Aktuelle Stunde über das geplante Freihandelsabkommen

Nein, so wie die Amerikaner sich das offenbar vorstellen, wird es nicht kommen. Keiner in der Bundesregierung will das. Und auch keiner im Deutschen Bundestag.   

Es ist bedauerlich, dass die Opposition im Bundestag immer wieder versucht, den Eindruck zu erwecken, die Koalition aus SPD und Union wolle die europäischen Standards beim geplanten Freihandelsabkommen mit den USA aufgeben. TTIP, so der Name dieses geplanten Paktes, ist das zurzeit am meisten benutzte Kampfwort in der politischen Debatte. Es wird gebraucht, um Ängste zu schüren, um die Amerikaner zu verteufeln, um die deutsche Politik des Verrates zu bezichtigen.

Am Mittwochnachmittag nun stellte Bundeswirtschaftsminister Sigmar Gabriel (SPD) im Parlament in einer Aktuellen Stunde einiges klar: So ein Abkommen, wie es in den Unterlagen steht, die Greenpeace veröffentlicht hat, „wird es nicht geben“. Niemand würde das unterzeichnen. Er betonte erneut, dass es mit der Bundesregierung, und mit der SPD schon gar nicht, keine Absenkungen geben werde bei den europäischen Standards beim Arbeitsschutz, bei den Gesundheits- oder Umweltstandards.

Und auch nicht beim so genannten Vorsorgeprinzip. Dahinter verbirgt sich die europäische Regelung, dass kein Produkt auf den Markt kommen darf, das womöglich gesundheitsgefährdend sein könnte. In den USA herrscht dagegen das Risikoprinzip: Es muss erst bewiesen werden, dass ein Produkt schädlich ist – solange darf es auf dem Markt bleiben. Das wird hier nicht kommen. Gabriel: „Seit mehr als einem Jahr, sagen wir das auch ganz klar“.

Den Mumm zu Verhandlungen haben

Er kritisierte auch den Wunsch der Amerikaner, an den privaten Schiedsgerichten festzuhalten. Auch das werde es so nicht geben. Denn „offene Märkte brauchen gute Regeln“. Auf offene Märkte aber seien Europa und besonders Deutschland, angewiesen.
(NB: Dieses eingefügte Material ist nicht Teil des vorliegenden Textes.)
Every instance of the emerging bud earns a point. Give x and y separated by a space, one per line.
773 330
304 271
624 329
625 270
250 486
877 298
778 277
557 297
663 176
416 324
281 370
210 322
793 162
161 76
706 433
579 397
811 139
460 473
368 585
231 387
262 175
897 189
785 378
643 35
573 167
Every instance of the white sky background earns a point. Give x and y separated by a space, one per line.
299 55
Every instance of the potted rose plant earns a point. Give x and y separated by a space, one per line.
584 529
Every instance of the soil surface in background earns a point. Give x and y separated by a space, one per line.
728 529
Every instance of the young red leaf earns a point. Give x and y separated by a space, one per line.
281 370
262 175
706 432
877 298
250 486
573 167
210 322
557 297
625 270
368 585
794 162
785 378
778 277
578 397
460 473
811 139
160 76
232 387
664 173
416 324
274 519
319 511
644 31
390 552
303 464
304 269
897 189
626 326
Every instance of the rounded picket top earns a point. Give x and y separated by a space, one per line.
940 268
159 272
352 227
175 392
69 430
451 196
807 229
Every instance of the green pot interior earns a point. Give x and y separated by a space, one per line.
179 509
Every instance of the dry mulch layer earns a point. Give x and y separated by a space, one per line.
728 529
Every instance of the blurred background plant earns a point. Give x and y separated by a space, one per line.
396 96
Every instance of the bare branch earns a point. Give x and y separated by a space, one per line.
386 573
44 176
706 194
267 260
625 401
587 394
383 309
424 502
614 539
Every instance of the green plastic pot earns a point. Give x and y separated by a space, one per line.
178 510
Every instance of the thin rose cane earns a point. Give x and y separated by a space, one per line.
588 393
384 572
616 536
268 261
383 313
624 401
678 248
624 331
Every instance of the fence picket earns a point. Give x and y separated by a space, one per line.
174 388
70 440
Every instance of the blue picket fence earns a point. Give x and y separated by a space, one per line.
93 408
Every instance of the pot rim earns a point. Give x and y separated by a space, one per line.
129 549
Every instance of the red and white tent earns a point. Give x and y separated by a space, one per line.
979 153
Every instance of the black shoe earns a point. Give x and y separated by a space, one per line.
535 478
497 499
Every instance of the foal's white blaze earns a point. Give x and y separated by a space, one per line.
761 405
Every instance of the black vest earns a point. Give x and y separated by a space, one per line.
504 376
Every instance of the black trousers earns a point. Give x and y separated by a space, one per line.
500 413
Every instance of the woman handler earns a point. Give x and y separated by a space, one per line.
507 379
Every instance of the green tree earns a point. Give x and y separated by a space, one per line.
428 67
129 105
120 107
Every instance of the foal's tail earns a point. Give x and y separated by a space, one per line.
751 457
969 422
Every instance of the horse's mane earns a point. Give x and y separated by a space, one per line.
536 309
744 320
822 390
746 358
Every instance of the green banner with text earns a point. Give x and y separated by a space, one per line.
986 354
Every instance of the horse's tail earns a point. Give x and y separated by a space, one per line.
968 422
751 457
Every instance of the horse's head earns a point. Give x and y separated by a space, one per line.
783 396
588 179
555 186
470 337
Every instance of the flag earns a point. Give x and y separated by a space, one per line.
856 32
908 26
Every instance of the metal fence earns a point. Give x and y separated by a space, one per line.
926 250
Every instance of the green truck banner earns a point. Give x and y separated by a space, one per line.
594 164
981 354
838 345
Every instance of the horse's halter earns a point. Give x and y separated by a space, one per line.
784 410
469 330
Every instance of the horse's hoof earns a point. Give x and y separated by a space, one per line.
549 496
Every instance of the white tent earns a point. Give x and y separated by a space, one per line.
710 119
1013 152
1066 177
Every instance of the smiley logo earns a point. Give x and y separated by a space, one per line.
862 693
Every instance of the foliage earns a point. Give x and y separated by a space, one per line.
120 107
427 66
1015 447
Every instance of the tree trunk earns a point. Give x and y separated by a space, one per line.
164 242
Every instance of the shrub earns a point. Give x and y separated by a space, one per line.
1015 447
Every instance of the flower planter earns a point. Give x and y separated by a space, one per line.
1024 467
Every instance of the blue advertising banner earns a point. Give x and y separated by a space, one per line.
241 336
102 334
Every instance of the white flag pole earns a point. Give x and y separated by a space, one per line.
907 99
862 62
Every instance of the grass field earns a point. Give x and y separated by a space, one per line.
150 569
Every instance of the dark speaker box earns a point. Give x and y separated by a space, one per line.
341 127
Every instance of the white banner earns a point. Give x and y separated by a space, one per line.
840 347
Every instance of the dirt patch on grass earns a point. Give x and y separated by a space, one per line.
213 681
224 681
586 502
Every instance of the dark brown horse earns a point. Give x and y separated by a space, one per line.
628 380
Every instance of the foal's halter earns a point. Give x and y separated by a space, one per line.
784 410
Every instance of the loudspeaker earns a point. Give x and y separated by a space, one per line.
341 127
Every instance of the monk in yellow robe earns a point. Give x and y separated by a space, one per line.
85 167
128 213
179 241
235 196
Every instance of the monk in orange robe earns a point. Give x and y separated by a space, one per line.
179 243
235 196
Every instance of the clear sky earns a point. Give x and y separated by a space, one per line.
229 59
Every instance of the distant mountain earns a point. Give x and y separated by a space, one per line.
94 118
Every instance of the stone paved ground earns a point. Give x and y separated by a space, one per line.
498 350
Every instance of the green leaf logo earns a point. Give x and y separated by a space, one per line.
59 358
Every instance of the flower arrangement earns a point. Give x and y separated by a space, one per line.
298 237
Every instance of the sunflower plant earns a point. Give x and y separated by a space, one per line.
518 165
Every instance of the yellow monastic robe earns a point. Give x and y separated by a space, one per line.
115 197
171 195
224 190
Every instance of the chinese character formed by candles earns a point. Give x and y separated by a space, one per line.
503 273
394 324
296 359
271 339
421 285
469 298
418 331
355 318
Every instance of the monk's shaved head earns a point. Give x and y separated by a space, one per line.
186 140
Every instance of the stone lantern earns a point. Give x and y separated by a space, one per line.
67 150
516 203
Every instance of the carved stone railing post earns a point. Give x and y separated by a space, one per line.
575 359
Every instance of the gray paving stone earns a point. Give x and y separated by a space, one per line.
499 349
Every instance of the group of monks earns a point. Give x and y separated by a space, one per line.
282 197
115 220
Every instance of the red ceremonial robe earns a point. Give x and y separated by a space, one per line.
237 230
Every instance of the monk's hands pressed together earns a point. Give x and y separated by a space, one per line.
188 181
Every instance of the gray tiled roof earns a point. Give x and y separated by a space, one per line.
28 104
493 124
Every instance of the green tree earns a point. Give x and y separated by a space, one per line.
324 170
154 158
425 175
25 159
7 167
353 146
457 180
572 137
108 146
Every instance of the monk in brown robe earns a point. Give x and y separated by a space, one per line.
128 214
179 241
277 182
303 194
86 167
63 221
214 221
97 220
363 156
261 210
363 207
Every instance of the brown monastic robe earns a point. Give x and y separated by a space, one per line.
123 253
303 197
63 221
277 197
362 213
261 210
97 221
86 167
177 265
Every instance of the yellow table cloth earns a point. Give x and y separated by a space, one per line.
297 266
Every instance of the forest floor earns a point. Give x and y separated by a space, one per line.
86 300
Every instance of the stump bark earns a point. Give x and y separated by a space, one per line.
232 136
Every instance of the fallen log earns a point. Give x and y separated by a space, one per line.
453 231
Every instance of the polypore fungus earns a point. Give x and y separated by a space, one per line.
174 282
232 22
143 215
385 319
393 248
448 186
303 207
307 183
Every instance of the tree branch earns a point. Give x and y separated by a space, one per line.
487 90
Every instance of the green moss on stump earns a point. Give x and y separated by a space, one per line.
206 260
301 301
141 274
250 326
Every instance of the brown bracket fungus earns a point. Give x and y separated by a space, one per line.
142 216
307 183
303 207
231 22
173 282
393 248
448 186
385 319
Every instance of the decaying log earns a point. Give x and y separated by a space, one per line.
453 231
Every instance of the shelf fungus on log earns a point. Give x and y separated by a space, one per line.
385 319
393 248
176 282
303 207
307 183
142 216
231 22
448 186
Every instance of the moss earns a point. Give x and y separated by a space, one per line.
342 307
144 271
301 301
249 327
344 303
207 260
Gabriel lehnt einen Abbruch der TTIP-Verhandlungen zwischen Europa und den USA ab. Man dürfe nicht immer nur sagen, was man nicht wolle, sondern auch dafür kämpfen, was in das Handelsabkommen an Inhalten hineinkomme: „Dazu muss man auch den Mumm haben. Ich habe keine Angst vor Verhandlungen“, sagte er. Und bei den Verhandlungen müsse das Motto lauten: „Gut vor schnell.“

Dirk Wiese, SPD-Mitglied im Wirtschaftsausschuss, verwies auf den Konventbeschluss der SPD zu TTIP. Die Haltung seiner Partei und Fraktion sei dort klar definiert. „Wandel durch Handel“ sei die Leitschnur für faire Handelspolitik. Wiese stellte auch klar, dass die oppositionellen Grünen in den Bundesländern durchaus für TTIP seien, etwa in Baden-Württemberg.

„Die Opposition will in dem Fall gar nicht gestalten“, sagte der SPD-Abgeordnete Klaus Barthel. Sie sei einfach nur dagegen. Aber man könne Freihandel sehr wohl gestalten, und das tue seine Fraktion auch: „Wir haben Vorwärtsleitlinien“. Die Linksfraktion dagegen, kritisierte Barthel, betreibe nur „Euro-Chauvinismus“ gegen die Amerikaner.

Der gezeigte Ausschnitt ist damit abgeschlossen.